Time and Place : TuTh 1:15-2:35; Physics P130
Instructor : Radu Laza
Office : Math Tower 4-121
Email : radu.laza@stonybrook.edu
Office Hours: Tue 2:45-3:45; Thr 11:30-12:30; by appointment
Grader Alexandra Viktorova
Textbook : David S. Dummitt and Richard M. Foote, Abstract algebra, 3rd ed.
We will cover roughly the following topics: Groups: normal subgroups, quotient groups, Lagrange's theorem, class formula, finite p-groups and solvable groups, Sylow's theorems, finitely generated abelian groups.
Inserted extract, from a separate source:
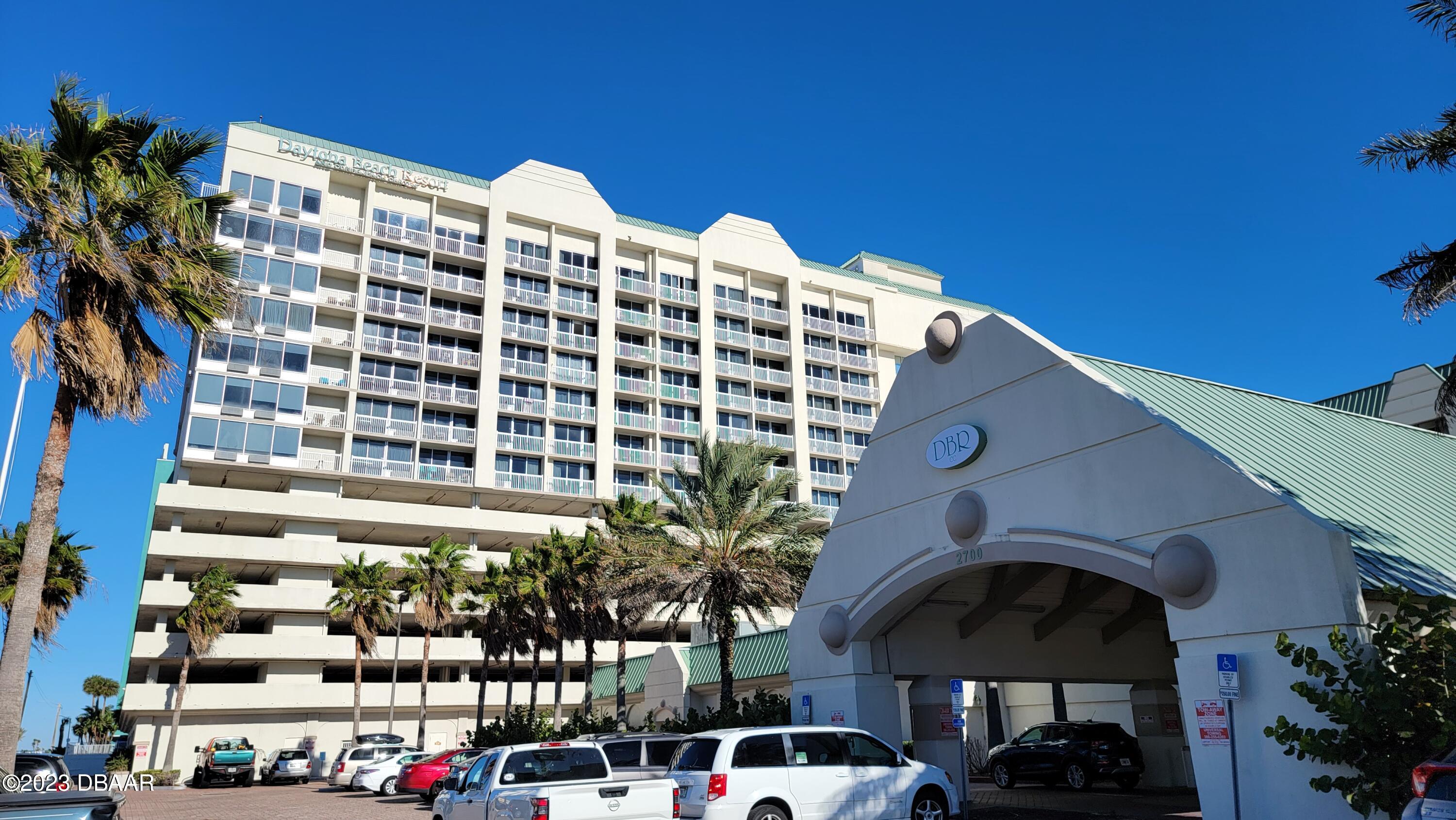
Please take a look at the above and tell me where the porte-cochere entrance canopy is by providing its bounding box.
[789,315,1456,817]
Rings and modules: subrings, fields, prime and maximal ideals, quotient rings, ID's, PID's, UFD's, polynomial rings, field of fractions, the Wedderburn theorem, Hilbert basis theorem, finitely generated modules over a PID. Vector spaces: basis, linear maps and matrices, dual spaces, determinants, eigenvalues and eigenvectors, inner products, spectral theorem for normal operators. (See also official course description)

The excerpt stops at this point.